Saturday, July 02, 2005

 

Every now and then, I like to write one of these in the daytime.

So, I worked all day today, scoring tests. Minutes of fun, I tells ya. Then, went over to the house to discuss financial stuff with the ex. There's a pile of debt, there is. It makes the stomach roll a bit to think about it. Still, it's one step closer to total freedom. It made me sad to sit in that house and look around at the mess it's in. She always said that I was the slob. Now, we all know that I'm not exactly Mr. Neatnick, but I've been gone from there for almost two years. That ain't my mess in there.

I'm really looking forward to going to bed early tonight. How sick is that? 8pm on a Saturday night, and I'm giddy with joy over the thought of being in bed alone all night long. Ah, well. I'm tired. Most of tomorrow's test scoring will be overtime for the week, in addition to having taught summer school every morning. My ass is dragging a bit, and it's a big ass.

I got a birthday card from dad, mailed "c/o" the house address (I haven't told him where I'm living). It said "I hope your life is going ok." That was it. Nothing like "we miss you" or "it'd be nice to hear from you" or anything like that. I don't know about you, but I'm thinking that that sort of boils down to "have a nice life," don't you?
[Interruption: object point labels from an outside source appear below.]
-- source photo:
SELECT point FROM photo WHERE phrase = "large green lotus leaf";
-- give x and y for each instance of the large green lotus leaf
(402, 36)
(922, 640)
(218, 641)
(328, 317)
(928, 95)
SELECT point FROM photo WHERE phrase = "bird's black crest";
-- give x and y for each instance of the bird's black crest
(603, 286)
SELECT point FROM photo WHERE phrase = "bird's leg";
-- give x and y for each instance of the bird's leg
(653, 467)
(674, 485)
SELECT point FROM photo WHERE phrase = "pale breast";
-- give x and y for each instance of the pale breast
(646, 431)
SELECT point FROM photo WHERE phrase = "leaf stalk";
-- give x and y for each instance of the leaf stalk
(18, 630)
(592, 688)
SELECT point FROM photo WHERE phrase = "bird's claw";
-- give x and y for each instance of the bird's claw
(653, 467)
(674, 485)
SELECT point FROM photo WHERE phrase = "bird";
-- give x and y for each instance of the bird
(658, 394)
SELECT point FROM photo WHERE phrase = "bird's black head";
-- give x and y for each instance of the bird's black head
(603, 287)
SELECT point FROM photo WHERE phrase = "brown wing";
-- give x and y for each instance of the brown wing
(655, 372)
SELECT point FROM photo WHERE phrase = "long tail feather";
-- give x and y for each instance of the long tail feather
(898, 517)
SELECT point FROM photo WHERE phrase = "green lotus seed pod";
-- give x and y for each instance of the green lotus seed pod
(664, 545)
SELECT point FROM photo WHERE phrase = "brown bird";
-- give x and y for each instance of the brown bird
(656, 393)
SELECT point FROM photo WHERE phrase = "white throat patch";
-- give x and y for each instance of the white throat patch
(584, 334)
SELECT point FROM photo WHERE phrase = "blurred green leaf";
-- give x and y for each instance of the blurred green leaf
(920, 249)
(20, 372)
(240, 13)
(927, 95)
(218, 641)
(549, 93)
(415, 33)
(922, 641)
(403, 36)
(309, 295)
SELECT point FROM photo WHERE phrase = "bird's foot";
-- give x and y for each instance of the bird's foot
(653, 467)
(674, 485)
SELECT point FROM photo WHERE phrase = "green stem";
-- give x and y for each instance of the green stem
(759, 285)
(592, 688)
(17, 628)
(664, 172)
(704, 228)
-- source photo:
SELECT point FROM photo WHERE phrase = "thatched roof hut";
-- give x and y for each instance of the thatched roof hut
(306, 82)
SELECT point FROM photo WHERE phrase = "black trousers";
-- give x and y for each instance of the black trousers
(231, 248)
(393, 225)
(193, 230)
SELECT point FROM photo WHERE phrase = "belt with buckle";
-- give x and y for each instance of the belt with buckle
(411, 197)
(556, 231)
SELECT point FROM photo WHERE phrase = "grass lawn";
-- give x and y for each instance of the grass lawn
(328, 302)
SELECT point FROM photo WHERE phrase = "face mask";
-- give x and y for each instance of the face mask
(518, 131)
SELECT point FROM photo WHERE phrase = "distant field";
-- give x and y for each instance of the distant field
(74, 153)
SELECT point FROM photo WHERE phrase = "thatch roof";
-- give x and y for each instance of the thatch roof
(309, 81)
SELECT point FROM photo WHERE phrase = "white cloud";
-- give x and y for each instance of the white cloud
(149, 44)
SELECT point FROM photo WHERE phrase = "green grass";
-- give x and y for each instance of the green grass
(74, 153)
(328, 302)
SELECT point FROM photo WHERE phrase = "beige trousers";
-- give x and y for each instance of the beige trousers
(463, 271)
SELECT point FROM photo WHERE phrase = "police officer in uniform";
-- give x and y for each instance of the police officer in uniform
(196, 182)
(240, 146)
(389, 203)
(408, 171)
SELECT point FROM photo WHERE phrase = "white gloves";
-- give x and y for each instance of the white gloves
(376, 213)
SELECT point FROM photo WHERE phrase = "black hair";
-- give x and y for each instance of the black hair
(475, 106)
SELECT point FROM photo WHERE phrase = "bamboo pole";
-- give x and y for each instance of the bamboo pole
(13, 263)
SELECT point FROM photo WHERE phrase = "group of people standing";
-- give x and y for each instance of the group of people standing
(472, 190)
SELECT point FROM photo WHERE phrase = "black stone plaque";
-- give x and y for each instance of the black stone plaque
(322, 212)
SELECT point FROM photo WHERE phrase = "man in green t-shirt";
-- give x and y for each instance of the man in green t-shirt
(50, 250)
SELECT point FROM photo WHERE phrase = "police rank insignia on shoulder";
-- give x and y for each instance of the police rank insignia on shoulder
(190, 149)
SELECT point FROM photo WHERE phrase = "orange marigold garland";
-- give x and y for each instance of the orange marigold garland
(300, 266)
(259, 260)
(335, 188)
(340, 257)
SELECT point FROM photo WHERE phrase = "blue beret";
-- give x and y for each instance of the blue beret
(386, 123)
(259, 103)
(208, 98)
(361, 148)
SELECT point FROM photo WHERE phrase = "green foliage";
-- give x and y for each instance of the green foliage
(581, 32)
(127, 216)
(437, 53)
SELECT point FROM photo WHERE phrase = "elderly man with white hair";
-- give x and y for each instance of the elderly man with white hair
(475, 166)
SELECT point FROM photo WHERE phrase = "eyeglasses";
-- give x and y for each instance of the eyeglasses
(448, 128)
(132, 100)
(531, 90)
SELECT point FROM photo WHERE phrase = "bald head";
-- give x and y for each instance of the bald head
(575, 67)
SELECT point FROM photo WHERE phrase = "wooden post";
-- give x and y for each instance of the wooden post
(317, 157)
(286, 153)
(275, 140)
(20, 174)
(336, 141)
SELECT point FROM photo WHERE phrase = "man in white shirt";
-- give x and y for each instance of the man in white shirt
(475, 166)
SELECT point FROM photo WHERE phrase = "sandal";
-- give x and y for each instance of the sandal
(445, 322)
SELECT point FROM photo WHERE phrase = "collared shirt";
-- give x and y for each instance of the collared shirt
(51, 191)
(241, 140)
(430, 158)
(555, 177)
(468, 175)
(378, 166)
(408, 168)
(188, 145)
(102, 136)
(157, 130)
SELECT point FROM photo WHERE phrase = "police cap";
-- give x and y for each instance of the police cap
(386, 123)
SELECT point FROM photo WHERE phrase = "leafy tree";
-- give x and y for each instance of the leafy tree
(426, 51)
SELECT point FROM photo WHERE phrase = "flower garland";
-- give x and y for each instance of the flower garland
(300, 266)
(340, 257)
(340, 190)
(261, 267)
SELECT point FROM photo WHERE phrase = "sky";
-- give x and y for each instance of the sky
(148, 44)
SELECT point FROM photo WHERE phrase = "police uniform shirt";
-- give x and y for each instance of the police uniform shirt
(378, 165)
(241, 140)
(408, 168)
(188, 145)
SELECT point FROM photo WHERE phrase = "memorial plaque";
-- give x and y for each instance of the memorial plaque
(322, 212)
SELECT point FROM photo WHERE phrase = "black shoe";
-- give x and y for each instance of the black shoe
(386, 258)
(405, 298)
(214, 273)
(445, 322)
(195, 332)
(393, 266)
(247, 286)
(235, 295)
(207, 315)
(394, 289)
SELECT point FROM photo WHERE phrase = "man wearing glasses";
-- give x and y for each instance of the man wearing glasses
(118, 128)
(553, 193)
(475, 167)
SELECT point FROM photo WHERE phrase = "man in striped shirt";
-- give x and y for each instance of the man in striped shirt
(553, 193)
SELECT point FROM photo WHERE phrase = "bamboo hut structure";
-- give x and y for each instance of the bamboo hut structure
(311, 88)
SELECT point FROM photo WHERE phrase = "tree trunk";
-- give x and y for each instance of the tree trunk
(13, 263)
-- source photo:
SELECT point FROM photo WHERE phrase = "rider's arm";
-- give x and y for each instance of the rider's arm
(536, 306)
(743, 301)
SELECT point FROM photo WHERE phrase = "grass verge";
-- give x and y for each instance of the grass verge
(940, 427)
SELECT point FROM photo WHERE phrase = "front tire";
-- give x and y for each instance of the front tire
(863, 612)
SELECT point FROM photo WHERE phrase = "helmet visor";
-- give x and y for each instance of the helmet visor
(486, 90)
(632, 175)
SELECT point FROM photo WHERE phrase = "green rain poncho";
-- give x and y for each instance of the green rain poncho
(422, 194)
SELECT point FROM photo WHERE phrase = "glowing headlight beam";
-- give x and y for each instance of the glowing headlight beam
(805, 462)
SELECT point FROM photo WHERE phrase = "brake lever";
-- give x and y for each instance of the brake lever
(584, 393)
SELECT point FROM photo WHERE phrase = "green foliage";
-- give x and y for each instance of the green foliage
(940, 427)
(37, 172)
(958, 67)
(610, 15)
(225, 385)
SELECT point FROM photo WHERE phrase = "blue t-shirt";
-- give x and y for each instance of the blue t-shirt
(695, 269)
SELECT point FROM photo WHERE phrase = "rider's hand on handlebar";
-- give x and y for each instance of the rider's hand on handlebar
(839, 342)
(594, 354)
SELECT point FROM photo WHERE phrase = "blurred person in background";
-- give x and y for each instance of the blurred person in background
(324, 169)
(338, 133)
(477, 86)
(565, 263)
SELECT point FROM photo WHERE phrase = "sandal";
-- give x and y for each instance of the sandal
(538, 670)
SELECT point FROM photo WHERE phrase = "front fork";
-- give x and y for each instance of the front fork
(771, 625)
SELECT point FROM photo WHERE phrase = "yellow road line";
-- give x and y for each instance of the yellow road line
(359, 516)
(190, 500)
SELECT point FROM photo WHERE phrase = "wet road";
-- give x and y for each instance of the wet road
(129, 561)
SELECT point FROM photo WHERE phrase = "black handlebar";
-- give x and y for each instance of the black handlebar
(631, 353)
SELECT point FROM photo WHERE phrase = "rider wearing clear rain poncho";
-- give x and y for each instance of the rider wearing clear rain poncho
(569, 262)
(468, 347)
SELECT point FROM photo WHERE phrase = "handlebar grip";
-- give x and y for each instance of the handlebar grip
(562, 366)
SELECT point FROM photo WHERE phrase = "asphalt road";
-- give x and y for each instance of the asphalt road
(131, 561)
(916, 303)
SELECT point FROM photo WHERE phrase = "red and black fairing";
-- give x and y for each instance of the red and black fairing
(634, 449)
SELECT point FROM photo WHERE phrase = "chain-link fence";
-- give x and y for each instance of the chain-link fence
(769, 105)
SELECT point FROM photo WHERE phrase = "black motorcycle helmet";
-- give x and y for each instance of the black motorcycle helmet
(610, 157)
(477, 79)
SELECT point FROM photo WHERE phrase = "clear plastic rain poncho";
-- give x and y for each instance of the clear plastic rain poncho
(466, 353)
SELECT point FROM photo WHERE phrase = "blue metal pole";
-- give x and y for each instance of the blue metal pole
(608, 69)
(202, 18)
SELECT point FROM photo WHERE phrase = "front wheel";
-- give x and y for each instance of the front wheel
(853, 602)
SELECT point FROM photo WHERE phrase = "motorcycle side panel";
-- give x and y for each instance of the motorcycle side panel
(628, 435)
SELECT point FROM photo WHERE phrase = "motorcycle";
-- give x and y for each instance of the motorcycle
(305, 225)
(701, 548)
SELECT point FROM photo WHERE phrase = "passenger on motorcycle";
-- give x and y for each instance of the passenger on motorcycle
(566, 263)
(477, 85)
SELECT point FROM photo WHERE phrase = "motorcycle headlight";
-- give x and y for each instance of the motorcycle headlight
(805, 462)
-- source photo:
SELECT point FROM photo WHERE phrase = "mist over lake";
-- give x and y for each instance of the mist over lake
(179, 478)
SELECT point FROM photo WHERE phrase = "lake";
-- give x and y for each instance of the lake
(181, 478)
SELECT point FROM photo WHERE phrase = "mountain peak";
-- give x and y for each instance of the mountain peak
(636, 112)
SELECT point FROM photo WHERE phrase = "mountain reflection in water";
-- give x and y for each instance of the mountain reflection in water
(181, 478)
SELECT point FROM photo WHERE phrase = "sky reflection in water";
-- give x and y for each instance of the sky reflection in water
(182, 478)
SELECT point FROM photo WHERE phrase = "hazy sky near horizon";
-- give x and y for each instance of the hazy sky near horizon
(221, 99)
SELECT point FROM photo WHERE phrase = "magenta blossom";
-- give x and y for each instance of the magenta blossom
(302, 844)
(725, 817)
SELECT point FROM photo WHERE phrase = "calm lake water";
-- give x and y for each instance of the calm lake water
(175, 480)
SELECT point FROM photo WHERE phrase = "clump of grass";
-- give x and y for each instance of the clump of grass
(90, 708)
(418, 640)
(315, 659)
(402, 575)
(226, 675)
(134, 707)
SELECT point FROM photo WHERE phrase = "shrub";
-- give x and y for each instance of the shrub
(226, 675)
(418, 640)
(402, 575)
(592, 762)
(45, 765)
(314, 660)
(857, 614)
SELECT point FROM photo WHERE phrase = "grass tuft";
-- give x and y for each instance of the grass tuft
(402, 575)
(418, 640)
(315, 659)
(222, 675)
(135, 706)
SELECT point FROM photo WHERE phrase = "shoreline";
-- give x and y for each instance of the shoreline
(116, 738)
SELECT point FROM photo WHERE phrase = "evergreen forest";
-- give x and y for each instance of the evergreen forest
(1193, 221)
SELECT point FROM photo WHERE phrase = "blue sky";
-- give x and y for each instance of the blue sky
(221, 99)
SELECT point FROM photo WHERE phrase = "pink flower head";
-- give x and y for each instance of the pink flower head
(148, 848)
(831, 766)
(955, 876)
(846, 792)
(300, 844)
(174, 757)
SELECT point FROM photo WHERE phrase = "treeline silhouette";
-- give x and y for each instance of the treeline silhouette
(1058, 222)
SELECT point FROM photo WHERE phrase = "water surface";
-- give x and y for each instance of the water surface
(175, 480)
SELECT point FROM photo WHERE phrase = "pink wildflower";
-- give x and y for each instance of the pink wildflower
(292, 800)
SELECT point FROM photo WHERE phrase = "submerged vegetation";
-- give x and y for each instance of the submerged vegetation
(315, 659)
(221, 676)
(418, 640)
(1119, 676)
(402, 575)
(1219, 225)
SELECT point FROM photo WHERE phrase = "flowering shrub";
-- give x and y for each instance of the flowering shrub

It was good to see the girls, even if only for a few minutes. They grow so fast. Macy has lost one of her top front teeth. If that isn't cute, I don't know what is. Maddie has suddenly outgrown most of her clothes. I miss so much, in such a short amount of time. I'm hoping that when all the dust settles, I'll be able to get into a regular routine of seeing them and having them and taking care of them. It fucking sucks this way, lemmetellya. Maddie is going to be in third grade. The little bundle that we brought home in an ice storm is almost as tall as my armpit. It's unbelievable.

Anyway, intrepid reader, I'm heading to bed early on this fine evening. I'll be up early, too, hopefully in time for the 7am meeting at The Club, before I clock in at 8:30 for another lovely day of scoring.